Global demand for scientific and technological skills is at an all-time high, and as never before in human history we are connected around the world through our economic and production systems, shared environment, and instant worldwide communications systems.
If our students are to become successful world citizens and leaders, they will need international experience and an understanding of other cultures.
One way that we provide them with such grounding is through the MIT International Science and Technology Initiatives (MISTI). Based on 20 years of pioneering success with the MIT-Japan Program, the seven-year-old MISTI program combines international internships and research collaborations with innovative curricula and intensive language and cultural education, designed to prepare students to live and work in an era where advances in science, technology, and industry increasingly depend on international collaboration. MIT France, the youngest MISTI program, shows such promise that the French government recently stepped forward with a $1-million matching fund to seed the program. Run by the MIT Center for International Studies — one of the nation’s leading research centers on theoretical and applied international studies — MISTI is just one of several initiatives pioneered at MIT to better educate its students.

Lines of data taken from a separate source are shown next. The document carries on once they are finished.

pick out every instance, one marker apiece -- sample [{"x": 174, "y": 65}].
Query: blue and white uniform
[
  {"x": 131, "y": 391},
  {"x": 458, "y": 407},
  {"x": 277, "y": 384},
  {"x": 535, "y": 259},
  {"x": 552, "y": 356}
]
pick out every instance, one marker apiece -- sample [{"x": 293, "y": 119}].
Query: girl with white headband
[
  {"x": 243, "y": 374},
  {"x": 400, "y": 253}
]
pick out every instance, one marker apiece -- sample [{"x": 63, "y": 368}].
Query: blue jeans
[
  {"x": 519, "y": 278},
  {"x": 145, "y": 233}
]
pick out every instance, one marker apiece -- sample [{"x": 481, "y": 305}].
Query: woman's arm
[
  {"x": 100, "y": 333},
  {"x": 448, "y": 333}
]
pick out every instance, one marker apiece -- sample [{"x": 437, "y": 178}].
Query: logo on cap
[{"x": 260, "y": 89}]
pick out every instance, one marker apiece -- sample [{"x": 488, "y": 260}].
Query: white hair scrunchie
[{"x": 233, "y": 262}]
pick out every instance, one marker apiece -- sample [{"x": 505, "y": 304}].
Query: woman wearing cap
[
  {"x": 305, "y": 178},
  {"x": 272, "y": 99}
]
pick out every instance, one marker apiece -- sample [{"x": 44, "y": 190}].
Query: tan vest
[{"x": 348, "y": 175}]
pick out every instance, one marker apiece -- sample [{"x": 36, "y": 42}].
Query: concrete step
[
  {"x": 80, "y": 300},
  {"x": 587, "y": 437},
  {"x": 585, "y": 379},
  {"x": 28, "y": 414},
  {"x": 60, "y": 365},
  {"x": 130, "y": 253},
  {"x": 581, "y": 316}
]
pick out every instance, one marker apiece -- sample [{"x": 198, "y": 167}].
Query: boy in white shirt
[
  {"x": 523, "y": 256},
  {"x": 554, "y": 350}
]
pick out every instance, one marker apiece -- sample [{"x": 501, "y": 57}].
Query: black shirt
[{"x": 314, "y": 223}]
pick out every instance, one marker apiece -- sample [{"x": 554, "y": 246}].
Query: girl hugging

Another such program is the Singapore-MIT Alliance, an innovative engineering education and research collaboration among three academic institutions: the National University of Singapore, Nanyang Technological University, and MIT. The goal of this three-year-old alliance is to promote global engineering education and research, providing students with access to exceptional faculty and superior research facilities. It makes effective use of advanced Internet II-based interactive educational technology.
Yet another strategic partnership now under way is an alliance between MIT and the University of Cambridge, which is called the Cambridge-MIT Institute. It supports joint research on productivity and entrepreneurship, curriculum development, faculty and student exchanges, and professional development for executives.
At the Sloan School of Management, students and faculty have long been building relationships in Asia. The China Management Education Project is a collaboration among MIT and the three top business schools in the People’s Republic of China. It provides faculty and students with firsthand knowledge of Chinese business development and has established a first-class curriculum to educate a new class of managers for the international arena.
As the economic importance of the Asia-Pacific region continues to grow, the study of Chinese language and culture has taken on a new urgency in the United States. Ten years ago, MIT established the Chinese Language and Culture Program to provide instruction in Mandarin and Chinese literature, history, and culture. Last year more than 250 students participated in this program and its efforts to strengthen the bridge between East and West and encourage communication, which is so vital to international collaboration.
A final (but by no means the last) example of student and faculty involvement in the international arena is the Alliance for Global Sustainability, a partnership formed in 1996 by MIT, the Swiss Federal Institutes of Technology, and the University of Tokyo. These organizations are working together with industries, governments, and non-governmental organizations to develop new knowledge, concepts, and technologies to support an agenda of sustainable development.
As the country’s leading research university in science and engineering, MIT has a responsibility to prepare its students for increasing globalization in economics, science, and culture. It is vital that we expand opportunities around the world for our students to become effective leaders and good citizens of the world.